Section 2 of the act repealed 1 enactment, listed in that section, from 1 August 1819.

| Citation | Short title | Description | Extent of repeal |
|---|---|---|---|
| 55 Geo. 3. c. 82 | Customs, etc. Act 1815 | An Act made in the Parliament of the United Kingdom in the Fifty fifth Year of His present Majesty's Reign intituled An Act to grant Duties of Customs and to allow Drawbacks and Bounties on certain Goods Wares and Merchandise imported into and exported from Ireland in lieu of former Duties Drawbacks and Bounties and to further Regulations for securing the Duties of Customs in Ireland. | As declares it to be lawful for Importing Merchants in Ports in Ireland where Tobacco may be imported to give Certificates for all such Coffee Sugar or Tea as they shall fell to Persons residing within the same Port or Place where they shall have imported the same of the several Parcels or Quantities of such Coffee Sugar or Tea which they shall have fold and that such Certificates shall have the same Force and Effect as Permits. |

Section 3 of the act repealed 1 enactment, listed in that section, from the passing of the act.

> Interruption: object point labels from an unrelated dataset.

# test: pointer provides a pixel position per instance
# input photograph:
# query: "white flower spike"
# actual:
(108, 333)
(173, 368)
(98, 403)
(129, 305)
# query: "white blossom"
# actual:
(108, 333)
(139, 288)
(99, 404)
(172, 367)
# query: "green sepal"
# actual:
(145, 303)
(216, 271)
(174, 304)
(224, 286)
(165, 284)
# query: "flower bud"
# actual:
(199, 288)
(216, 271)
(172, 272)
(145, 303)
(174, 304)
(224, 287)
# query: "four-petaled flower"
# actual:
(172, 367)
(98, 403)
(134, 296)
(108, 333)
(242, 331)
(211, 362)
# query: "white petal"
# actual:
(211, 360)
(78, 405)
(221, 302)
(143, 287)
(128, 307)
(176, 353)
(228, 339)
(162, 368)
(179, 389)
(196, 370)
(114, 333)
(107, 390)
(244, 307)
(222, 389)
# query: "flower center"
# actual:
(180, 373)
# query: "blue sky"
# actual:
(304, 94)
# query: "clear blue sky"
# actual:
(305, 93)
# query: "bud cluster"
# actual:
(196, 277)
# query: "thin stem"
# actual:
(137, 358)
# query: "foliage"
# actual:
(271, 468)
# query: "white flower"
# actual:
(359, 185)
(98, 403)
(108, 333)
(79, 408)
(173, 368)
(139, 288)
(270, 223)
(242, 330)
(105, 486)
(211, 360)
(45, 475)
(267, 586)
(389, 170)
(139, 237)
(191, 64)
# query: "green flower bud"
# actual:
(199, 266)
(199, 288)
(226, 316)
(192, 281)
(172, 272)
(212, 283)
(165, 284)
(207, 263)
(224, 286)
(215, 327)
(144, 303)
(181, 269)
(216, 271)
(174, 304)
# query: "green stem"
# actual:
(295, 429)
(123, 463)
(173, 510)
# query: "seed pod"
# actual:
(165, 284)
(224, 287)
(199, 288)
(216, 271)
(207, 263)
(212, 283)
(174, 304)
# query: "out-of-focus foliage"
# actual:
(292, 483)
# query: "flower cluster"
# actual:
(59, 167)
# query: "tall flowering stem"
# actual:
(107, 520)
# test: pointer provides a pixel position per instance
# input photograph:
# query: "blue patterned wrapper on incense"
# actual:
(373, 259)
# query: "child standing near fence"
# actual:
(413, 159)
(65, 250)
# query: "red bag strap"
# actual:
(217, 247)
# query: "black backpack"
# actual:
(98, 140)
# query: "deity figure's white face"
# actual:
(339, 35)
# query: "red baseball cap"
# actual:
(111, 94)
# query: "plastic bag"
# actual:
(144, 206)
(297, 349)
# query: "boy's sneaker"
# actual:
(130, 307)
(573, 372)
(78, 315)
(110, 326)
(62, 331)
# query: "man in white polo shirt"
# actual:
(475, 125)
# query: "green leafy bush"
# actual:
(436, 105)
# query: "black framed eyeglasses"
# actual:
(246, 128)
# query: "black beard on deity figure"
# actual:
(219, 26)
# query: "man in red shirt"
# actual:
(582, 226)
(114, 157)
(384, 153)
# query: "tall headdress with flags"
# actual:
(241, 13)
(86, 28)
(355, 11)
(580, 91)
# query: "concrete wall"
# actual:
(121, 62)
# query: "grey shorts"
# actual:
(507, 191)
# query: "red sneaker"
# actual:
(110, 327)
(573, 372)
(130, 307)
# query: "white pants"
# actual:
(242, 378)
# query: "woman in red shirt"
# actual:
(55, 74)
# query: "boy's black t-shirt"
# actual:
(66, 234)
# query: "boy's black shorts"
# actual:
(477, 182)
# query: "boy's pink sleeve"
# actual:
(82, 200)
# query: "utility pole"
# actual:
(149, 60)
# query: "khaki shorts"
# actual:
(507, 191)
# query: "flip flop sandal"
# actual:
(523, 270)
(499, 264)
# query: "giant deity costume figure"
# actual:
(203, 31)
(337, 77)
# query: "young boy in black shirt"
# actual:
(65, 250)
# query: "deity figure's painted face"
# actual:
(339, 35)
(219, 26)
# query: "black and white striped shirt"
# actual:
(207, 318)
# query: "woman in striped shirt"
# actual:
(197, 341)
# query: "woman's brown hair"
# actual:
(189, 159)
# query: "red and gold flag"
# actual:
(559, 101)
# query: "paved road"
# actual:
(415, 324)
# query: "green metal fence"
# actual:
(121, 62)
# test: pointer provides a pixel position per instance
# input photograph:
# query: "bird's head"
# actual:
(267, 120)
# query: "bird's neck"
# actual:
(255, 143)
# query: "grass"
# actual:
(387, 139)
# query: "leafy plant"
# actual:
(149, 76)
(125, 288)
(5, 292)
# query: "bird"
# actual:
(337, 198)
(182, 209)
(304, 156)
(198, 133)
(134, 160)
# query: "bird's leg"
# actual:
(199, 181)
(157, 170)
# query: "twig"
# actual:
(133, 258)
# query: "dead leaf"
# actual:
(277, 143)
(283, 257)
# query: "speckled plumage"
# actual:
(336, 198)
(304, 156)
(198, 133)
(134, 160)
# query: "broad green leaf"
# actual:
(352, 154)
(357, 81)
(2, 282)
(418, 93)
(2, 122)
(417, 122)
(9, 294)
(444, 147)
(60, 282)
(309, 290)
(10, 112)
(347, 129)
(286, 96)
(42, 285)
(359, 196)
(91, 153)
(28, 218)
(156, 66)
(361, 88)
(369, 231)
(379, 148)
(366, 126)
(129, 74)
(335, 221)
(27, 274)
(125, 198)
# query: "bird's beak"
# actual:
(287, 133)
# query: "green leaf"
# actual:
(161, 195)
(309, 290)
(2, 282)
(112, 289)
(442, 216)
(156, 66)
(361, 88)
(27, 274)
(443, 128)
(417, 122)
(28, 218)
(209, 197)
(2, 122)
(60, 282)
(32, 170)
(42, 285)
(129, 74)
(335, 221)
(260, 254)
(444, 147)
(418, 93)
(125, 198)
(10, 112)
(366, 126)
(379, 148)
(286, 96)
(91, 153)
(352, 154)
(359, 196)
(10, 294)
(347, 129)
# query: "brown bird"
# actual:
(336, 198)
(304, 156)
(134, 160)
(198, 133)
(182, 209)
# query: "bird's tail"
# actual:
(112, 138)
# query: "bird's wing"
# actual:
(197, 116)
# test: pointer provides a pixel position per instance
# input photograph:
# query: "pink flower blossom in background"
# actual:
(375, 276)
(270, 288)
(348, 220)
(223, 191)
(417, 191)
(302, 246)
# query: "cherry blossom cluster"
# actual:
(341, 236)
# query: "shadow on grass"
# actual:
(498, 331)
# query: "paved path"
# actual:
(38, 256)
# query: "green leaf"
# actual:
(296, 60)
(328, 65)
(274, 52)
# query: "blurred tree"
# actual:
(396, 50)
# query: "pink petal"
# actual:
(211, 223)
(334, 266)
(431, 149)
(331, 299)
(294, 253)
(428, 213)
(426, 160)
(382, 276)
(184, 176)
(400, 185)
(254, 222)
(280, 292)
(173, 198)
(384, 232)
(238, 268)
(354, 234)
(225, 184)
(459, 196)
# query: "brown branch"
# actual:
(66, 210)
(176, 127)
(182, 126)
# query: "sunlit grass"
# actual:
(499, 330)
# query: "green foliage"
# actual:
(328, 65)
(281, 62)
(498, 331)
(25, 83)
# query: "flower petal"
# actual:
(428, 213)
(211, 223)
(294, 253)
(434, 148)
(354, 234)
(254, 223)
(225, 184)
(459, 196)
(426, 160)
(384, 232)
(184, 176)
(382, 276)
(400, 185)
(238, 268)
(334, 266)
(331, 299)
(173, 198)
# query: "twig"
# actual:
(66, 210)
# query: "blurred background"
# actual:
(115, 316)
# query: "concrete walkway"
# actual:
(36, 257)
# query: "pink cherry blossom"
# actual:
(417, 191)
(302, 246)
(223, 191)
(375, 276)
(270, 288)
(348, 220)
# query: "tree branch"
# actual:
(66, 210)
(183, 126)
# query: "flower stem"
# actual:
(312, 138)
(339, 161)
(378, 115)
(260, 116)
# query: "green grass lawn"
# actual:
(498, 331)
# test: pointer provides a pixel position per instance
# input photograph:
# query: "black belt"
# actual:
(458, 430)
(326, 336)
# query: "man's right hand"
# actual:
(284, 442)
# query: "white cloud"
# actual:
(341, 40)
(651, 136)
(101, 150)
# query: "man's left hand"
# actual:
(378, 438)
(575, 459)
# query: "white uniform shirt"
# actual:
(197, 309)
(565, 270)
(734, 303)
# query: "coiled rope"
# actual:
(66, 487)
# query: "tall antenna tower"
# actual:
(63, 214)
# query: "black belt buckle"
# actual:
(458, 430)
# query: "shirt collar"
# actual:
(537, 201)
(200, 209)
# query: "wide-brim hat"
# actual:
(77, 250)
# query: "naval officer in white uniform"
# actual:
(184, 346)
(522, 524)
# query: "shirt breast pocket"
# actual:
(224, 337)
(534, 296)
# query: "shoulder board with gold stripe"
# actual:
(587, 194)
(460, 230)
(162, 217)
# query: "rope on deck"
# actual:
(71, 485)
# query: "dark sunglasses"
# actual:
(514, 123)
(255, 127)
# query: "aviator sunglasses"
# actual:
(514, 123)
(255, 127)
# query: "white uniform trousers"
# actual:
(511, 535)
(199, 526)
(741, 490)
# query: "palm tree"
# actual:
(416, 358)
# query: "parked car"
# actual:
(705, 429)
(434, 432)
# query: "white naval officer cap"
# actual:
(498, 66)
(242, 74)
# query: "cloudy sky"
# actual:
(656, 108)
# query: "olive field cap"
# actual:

| Citation | Short title | Description | Extent of repeal |
|---|---|---|---|
| 49 Geo. 3. c. 116 | Customs and Excise (Ireland) Act 1809 | An Act made in the Forty ninth Year of His present Majesty's Reign intituled An Act to make further Provision for the Execution of the feveral Act relating to the Revenues Matters and Things under the Management of the Commissioners of Customs Port Duties and of the Commissioners of Inland Excise and Taxes in Ireland. | As enacts that every Excise Office for the receiving of Request Notes for Permits or issuing of Permits shall be kept open from Sunrise to Sunset on every Day of the Year except the Days therein excepted. |

== Subsequent developments ==
So much of the act "as relates to Permits, and all and every Provision in any Act or Acts relating to the Excise contained for regulating the general Form and issuing of Permits for the Removal and Conveyance of exciseable Commodities, for which similar Provision is in and by this Act made." was repealed by section 20 of the Excise Permit Act 1832 (2 & 3 Will. 4. c. 16), which came into force on 1 April 1832.

The whole act was repealed by section 1 of, and the schedule to, the Statute Law Revision Act 1874 (37 & 38 Vict. c. 35), which came into force on 16 July 1874.